Nie sądzę, żebyśmy jako firma duża byli traktowani inaczej niż inne agencje. Mamy dokładnie te same problemy. Też zauważamy narastający trend, dotyczący przetargów, które kończą się niczym albo rozstrzygane są w dziwny, raczej niezbyt zrozumiały dla nas sposób. Walczymy z tym w różnie. Jako duża, bardzo kompetentna struktura jesteśmy w stanie klientowi udowodnić, że udźwigniemy każdy projekt. Mamy materialną przewagę na małymi organizacjami, ponieważ jesteśmy finansowo stabilni. Dla dużych klientów korporacyjnych ma to ogromne znaczenie. Natomiast to wszystko, o czym Pan mówi jest dla nas „chlebem powszednim”. Dlatego jako grupa z jednej strony funkcjonujemy jako swoisty monolit K2, a z drugiej strony mamy różne odnogi, dzięki którym możemy konkurować przy mniejszych, bardzo wyspecjalizowanych projektach.
Jakie najbardziej nowatorskie, unikalne działania wskazałby Pan jako najczęściej spotykane na rynku agencji interaktywnych?

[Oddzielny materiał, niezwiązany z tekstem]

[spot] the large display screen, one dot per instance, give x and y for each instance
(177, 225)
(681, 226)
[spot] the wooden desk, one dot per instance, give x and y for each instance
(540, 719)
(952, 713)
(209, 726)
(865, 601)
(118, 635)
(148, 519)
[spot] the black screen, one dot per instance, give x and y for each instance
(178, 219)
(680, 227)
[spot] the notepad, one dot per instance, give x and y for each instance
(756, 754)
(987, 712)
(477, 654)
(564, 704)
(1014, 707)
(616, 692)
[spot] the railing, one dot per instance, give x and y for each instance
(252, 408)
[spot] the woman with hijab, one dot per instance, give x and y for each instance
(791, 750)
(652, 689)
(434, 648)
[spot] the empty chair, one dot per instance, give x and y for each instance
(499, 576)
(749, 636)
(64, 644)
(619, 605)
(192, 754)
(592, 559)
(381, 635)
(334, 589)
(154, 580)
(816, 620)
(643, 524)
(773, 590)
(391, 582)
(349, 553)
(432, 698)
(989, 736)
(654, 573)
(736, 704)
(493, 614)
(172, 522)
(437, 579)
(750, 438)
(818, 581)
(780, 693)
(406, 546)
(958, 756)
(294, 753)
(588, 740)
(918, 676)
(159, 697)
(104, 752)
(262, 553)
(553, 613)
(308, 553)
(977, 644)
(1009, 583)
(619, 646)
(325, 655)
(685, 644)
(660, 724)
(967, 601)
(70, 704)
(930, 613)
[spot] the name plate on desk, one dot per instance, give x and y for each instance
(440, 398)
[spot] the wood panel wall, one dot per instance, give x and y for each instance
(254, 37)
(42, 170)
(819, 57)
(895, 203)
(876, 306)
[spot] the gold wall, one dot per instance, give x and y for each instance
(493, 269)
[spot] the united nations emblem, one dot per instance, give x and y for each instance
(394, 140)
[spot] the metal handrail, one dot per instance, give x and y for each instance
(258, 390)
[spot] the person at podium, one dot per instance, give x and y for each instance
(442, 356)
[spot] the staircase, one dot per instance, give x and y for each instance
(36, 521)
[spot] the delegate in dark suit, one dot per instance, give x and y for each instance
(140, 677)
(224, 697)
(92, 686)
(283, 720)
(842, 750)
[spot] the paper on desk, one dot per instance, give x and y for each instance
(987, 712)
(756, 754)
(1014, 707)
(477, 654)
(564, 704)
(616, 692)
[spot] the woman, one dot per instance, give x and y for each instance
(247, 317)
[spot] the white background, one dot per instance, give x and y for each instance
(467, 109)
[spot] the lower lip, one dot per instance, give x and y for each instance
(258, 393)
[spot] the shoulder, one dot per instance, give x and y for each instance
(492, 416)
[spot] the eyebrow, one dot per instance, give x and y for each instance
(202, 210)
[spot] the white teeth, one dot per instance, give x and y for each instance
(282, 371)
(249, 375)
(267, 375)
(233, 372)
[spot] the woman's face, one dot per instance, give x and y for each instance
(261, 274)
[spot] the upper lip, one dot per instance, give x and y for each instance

O unikalności projektu świadczy mądre połączenie dobrego pomysłu oraz sprawnie działającej technologii. To, co nas odróżnia na rynku to fakt, że mamy pod jednym dachem bardzo różne kompetencje, na bardzo wysokim poziomie. Nie ma moim zdaniem drugiej takiej agencji, która miałaby tyle dobrych osób o bardzo różnych kompetencjach, co K2. Dla przykładu: nasza grupa zatrudnia więcej ludzi od samego UX niż kilka bardzo dużych agencji interaktywnych razem. Nie mogę oczywiście powiedzieć, że jesteśmy liderem w każdej z tych dziedzin, ale z ręką na sercu mogę stwierdzić, że mamy najbardziej różnorodny wachlarz oferowanych usług.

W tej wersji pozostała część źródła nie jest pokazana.